Cale gets it. He knows what he's supposed to do, and it isn't too hard for him. However, I've been trying to get him to say "drink" all afternoon. I know he's thirsty because he hasn't had any fluid all afternoon. I'm following him around with the cup, handing it to him until he grabs for it and looks at me, then I hold on to it and say, "drink."
Instead of saying "drink" he has managed to send his sister to her room, ears covered, with all of his screaming. He's thrown every small household item we own, broken a lamp, and knocked over all the chairs. And this is after a WEEK of consistent PRT.
Right now, at this very moment, he's sitting on my desk screaming into my face with his big red drippy face and grabbing for the cup. But he still won't say drink (or "du" or anything appropriate for that matter). I'm turning my back on him, writing, and ignoring the little shit until he's done screaming at which point I'll again say, "drink" and we'll start the whole process over again.
It doesn't matter that it's dinner time and I've made nothing. Or that I have two other kids who are hungry, zoning out on the T.V., and need attention. It doesn't matter that the sheets need changed, the laundry needs folding, the dishes need to be done, homework needs to be done, etc. Nope. All that matters is that I hold this stupid cup and wait for a quiet moment to say, "drink.
A friend of mine told me awhile ago that practice makes perfect. I've actually been reciting that in my head today. It's been true in every other area of life, so it's got to be true for this too. What my son may not realize is that my will is infinitely stronger then his. We'll get this perfect. It will either end in him saying "drink" or dying of dehydration. All I needed was for a professional to back me on that for my will to solidify like concrete in a mold.

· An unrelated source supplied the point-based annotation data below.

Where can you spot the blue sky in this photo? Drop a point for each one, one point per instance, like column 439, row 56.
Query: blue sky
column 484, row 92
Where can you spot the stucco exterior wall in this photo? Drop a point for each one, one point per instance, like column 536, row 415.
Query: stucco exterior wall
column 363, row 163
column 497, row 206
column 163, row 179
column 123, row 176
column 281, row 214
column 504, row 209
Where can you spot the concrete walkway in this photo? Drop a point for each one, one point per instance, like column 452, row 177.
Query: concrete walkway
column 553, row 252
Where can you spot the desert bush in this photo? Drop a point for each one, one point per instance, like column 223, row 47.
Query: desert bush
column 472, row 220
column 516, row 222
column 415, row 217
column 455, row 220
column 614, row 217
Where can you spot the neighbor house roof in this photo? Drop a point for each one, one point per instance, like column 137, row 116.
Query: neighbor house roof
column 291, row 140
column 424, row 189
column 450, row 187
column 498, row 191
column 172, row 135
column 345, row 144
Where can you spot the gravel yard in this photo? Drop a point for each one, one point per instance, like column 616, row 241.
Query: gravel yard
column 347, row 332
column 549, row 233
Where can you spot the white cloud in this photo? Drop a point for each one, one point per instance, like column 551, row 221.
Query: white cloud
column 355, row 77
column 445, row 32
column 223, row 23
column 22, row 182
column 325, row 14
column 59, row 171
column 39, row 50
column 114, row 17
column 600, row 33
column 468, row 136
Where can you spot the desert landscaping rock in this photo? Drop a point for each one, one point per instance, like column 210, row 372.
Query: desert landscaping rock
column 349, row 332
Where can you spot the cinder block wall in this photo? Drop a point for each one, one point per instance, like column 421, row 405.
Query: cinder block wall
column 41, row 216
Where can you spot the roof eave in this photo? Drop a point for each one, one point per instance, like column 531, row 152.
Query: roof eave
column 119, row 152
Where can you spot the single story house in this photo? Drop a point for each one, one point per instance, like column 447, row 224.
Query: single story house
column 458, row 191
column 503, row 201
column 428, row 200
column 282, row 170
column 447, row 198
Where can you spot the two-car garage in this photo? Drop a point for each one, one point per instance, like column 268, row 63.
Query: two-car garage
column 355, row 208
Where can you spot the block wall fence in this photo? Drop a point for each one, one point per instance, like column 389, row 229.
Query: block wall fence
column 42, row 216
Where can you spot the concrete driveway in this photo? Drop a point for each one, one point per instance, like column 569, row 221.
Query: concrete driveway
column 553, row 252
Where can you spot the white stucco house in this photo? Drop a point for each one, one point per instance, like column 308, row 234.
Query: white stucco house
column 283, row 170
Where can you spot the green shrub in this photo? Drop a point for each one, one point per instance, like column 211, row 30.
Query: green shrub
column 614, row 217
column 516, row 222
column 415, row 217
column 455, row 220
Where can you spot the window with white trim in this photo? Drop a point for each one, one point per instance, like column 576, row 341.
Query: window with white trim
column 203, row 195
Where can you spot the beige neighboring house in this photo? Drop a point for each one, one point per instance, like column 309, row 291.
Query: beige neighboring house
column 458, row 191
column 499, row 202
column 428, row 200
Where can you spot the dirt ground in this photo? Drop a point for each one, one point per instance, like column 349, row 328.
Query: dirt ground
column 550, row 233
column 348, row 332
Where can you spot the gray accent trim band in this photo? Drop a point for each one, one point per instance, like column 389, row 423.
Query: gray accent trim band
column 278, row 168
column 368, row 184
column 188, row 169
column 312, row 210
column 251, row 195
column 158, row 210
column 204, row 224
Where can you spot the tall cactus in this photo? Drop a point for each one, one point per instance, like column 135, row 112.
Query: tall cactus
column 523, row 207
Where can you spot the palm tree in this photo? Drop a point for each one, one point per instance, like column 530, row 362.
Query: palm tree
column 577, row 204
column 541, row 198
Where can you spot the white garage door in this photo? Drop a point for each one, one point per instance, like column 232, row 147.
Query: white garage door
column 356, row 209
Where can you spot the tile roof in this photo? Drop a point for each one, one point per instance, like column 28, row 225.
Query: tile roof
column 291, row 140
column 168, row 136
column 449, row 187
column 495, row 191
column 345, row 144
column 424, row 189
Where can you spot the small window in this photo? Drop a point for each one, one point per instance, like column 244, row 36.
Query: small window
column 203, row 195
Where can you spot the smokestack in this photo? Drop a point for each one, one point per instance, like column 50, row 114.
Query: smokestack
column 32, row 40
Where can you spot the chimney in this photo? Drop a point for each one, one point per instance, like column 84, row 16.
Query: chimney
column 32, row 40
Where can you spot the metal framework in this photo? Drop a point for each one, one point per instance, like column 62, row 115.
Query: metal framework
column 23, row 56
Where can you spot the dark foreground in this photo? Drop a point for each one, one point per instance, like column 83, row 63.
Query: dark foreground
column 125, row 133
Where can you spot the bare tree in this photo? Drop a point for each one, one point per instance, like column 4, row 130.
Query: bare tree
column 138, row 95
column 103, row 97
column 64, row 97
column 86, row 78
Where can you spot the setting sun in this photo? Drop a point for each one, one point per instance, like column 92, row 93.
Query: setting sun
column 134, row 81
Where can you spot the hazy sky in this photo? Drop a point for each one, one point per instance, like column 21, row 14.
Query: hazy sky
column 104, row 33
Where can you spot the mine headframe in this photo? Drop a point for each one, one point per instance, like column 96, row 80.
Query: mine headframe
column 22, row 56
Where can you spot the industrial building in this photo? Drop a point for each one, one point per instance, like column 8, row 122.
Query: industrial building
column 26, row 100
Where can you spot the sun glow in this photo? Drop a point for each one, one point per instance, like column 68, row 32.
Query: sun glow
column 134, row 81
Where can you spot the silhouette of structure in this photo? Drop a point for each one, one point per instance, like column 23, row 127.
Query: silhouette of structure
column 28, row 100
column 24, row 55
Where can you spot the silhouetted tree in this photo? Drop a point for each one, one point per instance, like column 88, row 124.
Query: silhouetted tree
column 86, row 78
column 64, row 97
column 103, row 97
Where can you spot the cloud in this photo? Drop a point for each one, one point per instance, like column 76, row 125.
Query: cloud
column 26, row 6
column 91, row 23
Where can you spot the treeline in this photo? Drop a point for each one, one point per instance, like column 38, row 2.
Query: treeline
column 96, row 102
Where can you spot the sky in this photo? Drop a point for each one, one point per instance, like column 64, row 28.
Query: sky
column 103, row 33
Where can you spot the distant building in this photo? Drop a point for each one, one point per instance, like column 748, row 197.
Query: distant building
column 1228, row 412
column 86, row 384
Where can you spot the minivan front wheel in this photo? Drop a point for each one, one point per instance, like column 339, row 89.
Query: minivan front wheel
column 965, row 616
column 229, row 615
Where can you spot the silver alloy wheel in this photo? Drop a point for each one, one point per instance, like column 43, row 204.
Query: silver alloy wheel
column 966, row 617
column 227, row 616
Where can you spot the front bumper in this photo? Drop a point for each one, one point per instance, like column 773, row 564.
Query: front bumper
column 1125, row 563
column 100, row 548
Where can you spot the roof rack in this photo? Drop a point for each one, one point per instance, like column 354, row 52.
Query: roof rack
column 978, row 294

Cale seems like he'd rather go through hell then try to talk to me. But I have to remember that it's his disease, not him, that keeps him away. It isn't personal. And my refusal to participate in his bad behavior isn't personal either. He'll figure that out.
I do love the weather in this wide valley of Arizona. It's spring all the time. And right now the Saguaro cacti are making a serious attempt to bloom. The big fat yellow-green buds poking out the tops promise to reveal blossoms I've never seen. Either they've never bloomed (since I've moved here anyways) OR I've never noticed. I'm not sure which. I'm usually too self-absorbed to notice anything on the tops of plants.